Transaction state commands • STAT – see the total number of messages and bytes • UIDL (#)– obtain the Unique ID Listing for messages in the mailbox • RETR # – Retrieve one message • DELE # – Mark one message for deletion • LIST (#) – Show the size of each a/all message(s) • RSET – Mark all messages as undeleted • TOP M# N# - Return the first N# lines from message M#
Implementing POP3 • When the user is authenticated open the mailbox and parse the messages in it into memory • Read in each command and respond appropriately • When QUIT is received copy the contents of memory to the mailbox
Problems with POP3 • Authentication information is sent in clear text (although POP3 supports MD5 hashed authentication it’s not commonly used) • Messages are sent in clear text • Buffer overflows • Root level attacks
Simple Mail Transport Protocol • Defined in RFC 821 • Used for transmitting mail between servers and domains • THE definitive solution for inter-domain mail transfer on the Internet
Operation of SMTP • Remote server connects to the local machine, local machine greets • Remote machine introduces itself • Remote machine indicates who message is from • Remote machine indicates one or more recipients • Remote machine transmits data of the message
Commands • HELO or EHLO – Command for remote machine to introduce itself to local machine • MAIL FROM:<w@x> - indicates the sender of the message • RCPT TO:<y@z> - indicates the recipient of the message • DATA – indicates the start of the data transfer (concluded with a CRLF.CRLF string)
Problems with SMTP • Buffer Overflows are common • Messages are sent in cleartext (by default)
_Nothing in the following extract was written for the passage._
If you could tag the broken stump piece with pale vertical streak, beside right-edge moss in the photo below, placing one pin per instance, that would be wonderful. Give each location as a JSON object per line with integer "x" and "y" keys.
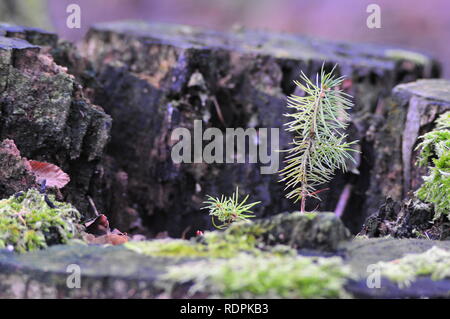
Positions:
{"x": 420, "y": 104}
Normal SMTP session duke% telnet login.dataixl.com 25 Trying 64.2.85.40... Connected to unix.dataixl.com. Escape character is '^]'. 220 unix.dataixl.com ESMTP Sendmail 8.11.0/8.11.0; Wed, 14 Feb 2001 16:42:33 -05 00 HELO duke.poly.edu 250 unix.dataixl.com Hello dkatz@duke.poly.edu [128.238.2.92], pleased to meet y ou MAIL FROM:<dkatz@duke.poly.edu> 250 2.1.0 <dkatz@duke.poly.edu>... Sender ok RCPT TO:<dkatz@dataixl.com> 250 2.1.5 <dkatz@dataixl.com>... Recipient ok RCPT TO:<root@dataixl.com> 250 2.1.5 <root@dataixl.com>... Recipient ok DATA 354 Enter mail, end with "." on a line by itself Subject: Hello This is just a hello message . 250 2.0.0 f1ELgoO22093 Message accepted for delivery QUIT 221 2.0.0 unix.dataixl.com closing connection Connection closed by foreign host.